遺言とエンディングノートは何が違うのか
1 遺言とエンディングノートの違いとは?
遺言という制度自体はかなり昔から知られていますが、近年の終活ブームの中で、エンディングノートというものも認知度が高まってきています。
エンディングノートとは、自分が亡くなるときに備えて、必要な情報や自分の想いを綴ったノートのことです。
書き方に決まりはありませんが、書く際の見本として、大阪法務局など様々な団体がひな形を配布しています。
大阪市内では、区が無償で配布しているものもありますので、一度手に取ってみてもいいかもしれません。
参考リンク:大阪市「終活関連冊子の無償配布を始めました」
遺言とエンディングノートは、どちらも「亡くなった時のために書いておく書類」であるため、同じようなものだろうというイメージをお持ちの方が多いかもしれません。
しかし、遺言とエンディングノートとでは、法的な性質がまったく異なるため注意が必要です。
2 遺言は法的な効力を持つ
遺言は、亡くなった時に法的な効力が発生します。
例えば、お母さんが「長男に自宅の不動産を相続させ、長女に預貯金を相続させる」という遺言を作成しておいた場合、お母さんが亡くなった時には、その遺言に効力が発生し、基本的にそのとおりに財産権が移ります。
一方、エンディングノートに記載したことは、原則として法的な効力を持たないため、
エンディングノートに「長男に自宅の不動産を相続させ、長女に預貯金を相続させる」と記載したとしても、そのように財産権が移るわけではありません。
エンディングノートは、あくまで書いた人の希望を記載したに留まるため、希望と異なった結果になってしまう可能性もあります。
そのため、ご自身の希望を法的に実現させるためには、遺言を作成する必要があります。
ただし、遺言は「どんなことを書いても法的効力が発生する」というわけではありません。
遺言によって法的効力が発生する事項は法律で定められていますので、それ以外のことを遺言に書いても法的な効力は発生しません。
3 エンディングノートの内容は自由に決めることができる
エンディングノートの利点として、法的な強制力を持たないため、記載内容に制限が無いという点が挙げられます。
例えば、老後はどういった施設に入所したいか、延命治療、葬儀方法についてのご意向など、亡くなる前の希望も含めて自由に記載することができます。

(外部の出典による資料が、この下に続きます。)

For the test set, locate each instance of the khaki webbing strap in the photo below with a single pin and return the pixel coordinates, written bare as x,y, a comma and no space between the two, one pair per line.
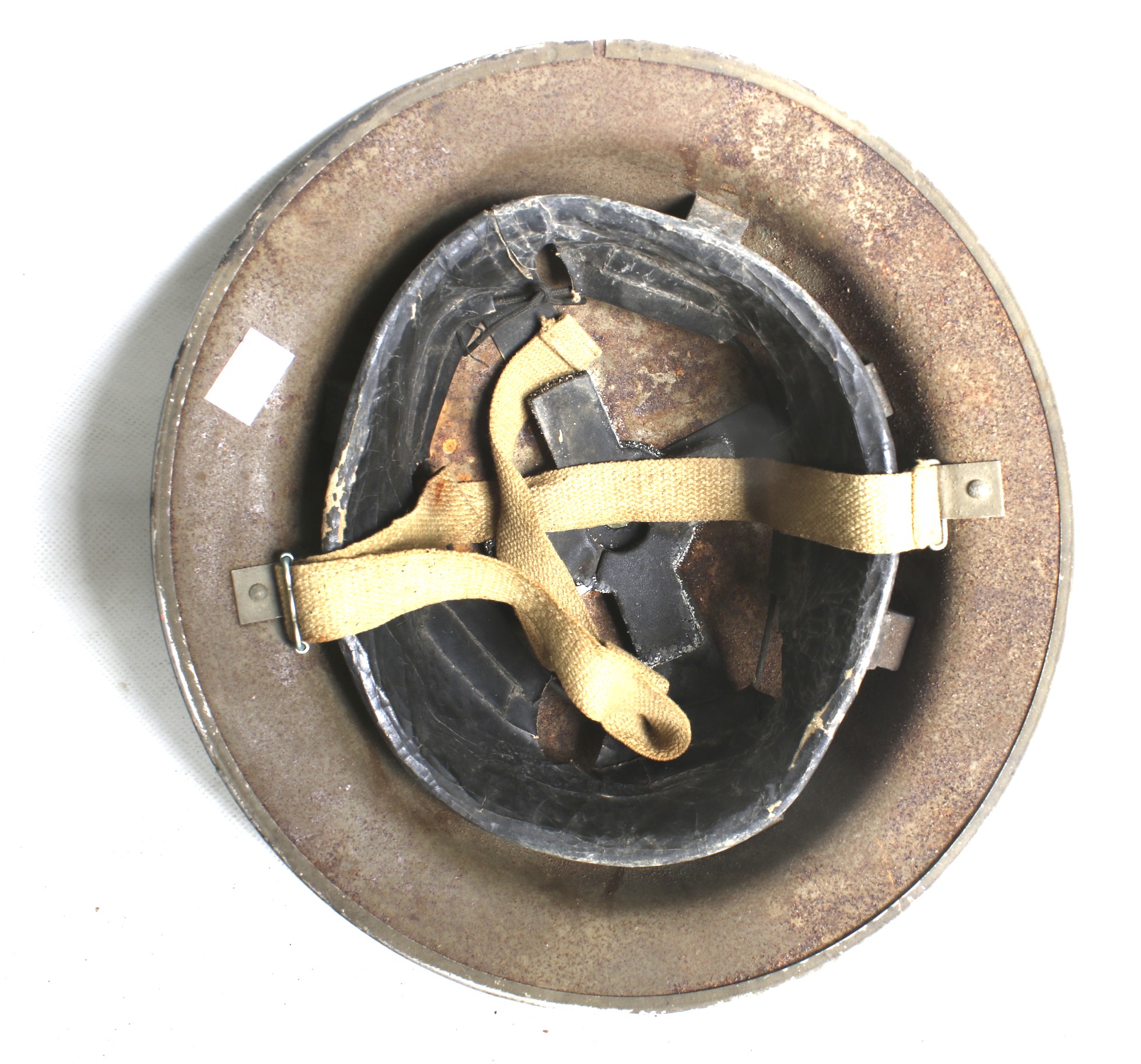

一方で、遺言は法律で定められた事項にしか効力が発生しません。
そのため多くの場合、誰にどの財産を相続させるのかといったことだけを記載することになります。
例えば、入居したい施設や、延命治療に関するご意見を遺言に記載しても、法的な効力は発生ません。
そもそも、家族が遺言を見るのは本人が亡くなった後ということが多いので、亡くなる前のことを遺言に書いても、あまり意味は無いともいえます。
もし、施設、延命治療、葬儀などについてご希望がある場合は、あらかじめエンディングノートに記載し、家族に渡しておくなどの対応が必要です。